The notion, though, is an important one. We sacrifice a great amount of sleep and self-confidence wrapping our heads around the methodology of “getting to maybe.” All the while, many of us grow reassured that we’re on our way to our dream careers in law. Who, though, can blame us for seeking reassurance? It was our generation that helped China’s economy forge ahead by way of exponentially increased demand for participation trophies.
So we wield our mighty pens with feigned conviction through the dark, perilous ambiguity of American jurisprudence—our only reprieve being the temples of hope we build in our sacred psychic spaces—while humming the ancient mantra of matriculated juris doctor candidates past: “She’ll be comin’ round the mountain when she comes.”
Even though I’m sure you have enough to worry about on top of your immovable, confused frustration over undergrads breathing your air and that closely-monitored ulcer situation, I couldn’t avoid the pleasure of asking my baby Maybe to come and dance a while. She loves to dance and nobody puts Maybe in the corner. Maybe nothing’s coming around the mountain. Maybe you were busy with coffee-flavored kisses when all the monkees boarded the last train to Clarksville, and that choo-choo has chugged far out of sight. Maybe now it’s just the dirt beneath your feet, the sky above you, and the rusted rails of an outdated mode of travel drawing your sight clear to the empty, hopeless horizon.
Maybe in that moment a thought occurs to you that only poor people and Europeans ride trains. I, for one, admonish against such a thought, and under normal circumstances would recommend a proper flogging. However, maybe sometimes the ends justify the means.
The real issue with setting your sights on a single destination is the improbability of reaching it. The New York Times ran a piece in August of last year shedding light on the bleak market outlook for graduating law students. According to the article, only sixty percent of 2014 graduates had found full-time attorney work nearly one year after graduating, and a quick search of “the lawyer bubble” will show you the market’s not looking to change.
In July of this year, Bloomberg Business published an article exploring a new push into the legal industry that may cut job availability even further. Licensed legal technicians—called “LLTs”—are tested and certified legal professionals that fall between lawyers and paralegals, and offer assistance with civil, domestic, and criminal matters that traditionally—and possibly unnecessarily—have been areas where professional assistance could only be legally provided by an attorney. Washington has approved such practice, and New York and California are currently considering approval.
This isn’t to suggest that you shouldn’t chase your dream; even Pinocchio got to be a real boy.
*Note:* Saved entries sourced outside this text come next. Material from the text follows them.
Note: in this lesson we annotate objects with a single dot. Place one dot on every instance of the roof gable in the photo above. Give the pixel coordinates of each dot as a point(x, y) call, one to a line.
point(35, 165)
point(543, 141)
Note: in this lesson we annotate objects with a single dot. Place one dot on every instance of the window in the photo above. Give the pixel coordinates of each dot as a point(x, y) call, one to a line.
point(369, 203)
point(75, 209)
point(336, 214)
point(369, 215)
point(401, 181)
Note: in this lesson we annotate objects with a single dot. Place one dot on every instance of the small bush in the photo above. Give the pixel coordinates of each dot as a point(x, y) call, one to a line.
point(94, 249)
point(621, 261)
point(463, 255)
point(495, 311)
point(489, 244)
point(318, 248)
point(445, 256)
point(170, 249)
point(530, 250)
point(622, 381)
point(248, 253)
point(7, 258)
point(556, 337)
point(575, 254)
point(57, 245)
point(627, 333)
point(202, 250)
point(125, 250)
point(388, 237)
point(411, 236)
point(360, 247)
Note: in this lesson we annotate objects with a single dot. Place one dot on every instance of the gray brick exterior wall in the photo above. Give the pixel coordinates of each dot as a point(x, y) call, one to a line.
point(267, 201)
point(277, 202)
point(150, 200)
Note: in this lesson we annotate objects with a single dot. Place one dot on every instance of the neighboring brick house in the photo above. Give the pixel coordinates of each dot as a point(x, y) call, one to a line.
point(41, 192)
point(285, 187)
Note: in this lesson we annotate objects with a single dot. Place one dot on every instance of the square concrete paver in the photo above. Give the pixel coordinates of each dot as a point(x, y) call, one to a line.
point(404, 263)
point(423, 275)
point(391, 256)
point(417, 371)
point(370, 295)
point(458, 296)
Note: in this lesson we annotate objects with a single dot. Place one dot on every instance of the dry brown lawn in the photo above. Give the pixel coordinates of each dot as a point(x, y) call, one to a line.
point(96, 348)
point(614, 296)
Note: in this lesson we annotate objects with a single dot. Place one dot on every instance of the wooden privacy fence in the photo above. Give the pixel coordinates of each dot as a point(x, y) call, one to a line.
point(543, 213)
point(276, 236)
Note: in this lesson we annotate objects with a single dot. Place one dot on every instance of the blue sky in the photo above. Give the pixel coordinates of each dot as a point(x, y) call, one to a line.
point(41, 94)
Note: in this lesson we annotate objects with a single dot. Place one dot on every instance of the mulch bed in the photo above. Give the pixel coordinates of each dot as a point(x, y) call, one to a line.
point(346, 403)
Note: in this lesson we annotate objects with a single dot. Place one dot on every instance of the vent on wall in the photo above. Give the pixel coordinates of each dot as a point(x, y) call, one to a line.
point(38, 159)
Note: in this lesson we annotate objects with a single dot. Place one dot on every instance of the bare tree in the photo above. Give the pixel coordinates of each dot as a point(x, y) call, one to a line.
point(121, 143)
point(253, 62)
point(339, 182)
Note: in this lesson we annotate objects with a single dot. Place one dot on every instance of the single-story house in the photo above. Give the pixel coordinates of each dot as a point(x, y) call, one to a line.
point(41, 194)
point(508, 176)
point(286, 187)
But at a university that offers innumerable professional development and career preparation resources, it couldn’t hurt to know your options—and position yourself to pursue them—if you happen to miss your train. In my case, I know I won’t practice law after graduation. I’ve built a pretty sweet gig for myself and I enjoy afternoons at the beach far more than 60-hour weeks. But I’m still positioning myself to take and pass the bar after graduation. Why? Because in a world full of planes, trains, and automobiles, I don’t know that it makes a lot of sense to drop $150,000 in hopes of finding a golden ticket out of Grand Central. Life has proven itself capable of twisted irony and gruesome fate—bad dreams come true, too.
I figure, maybe it wouldn’t hurt to have a ride to the airport standing by. Sure beats sticking out my thumb.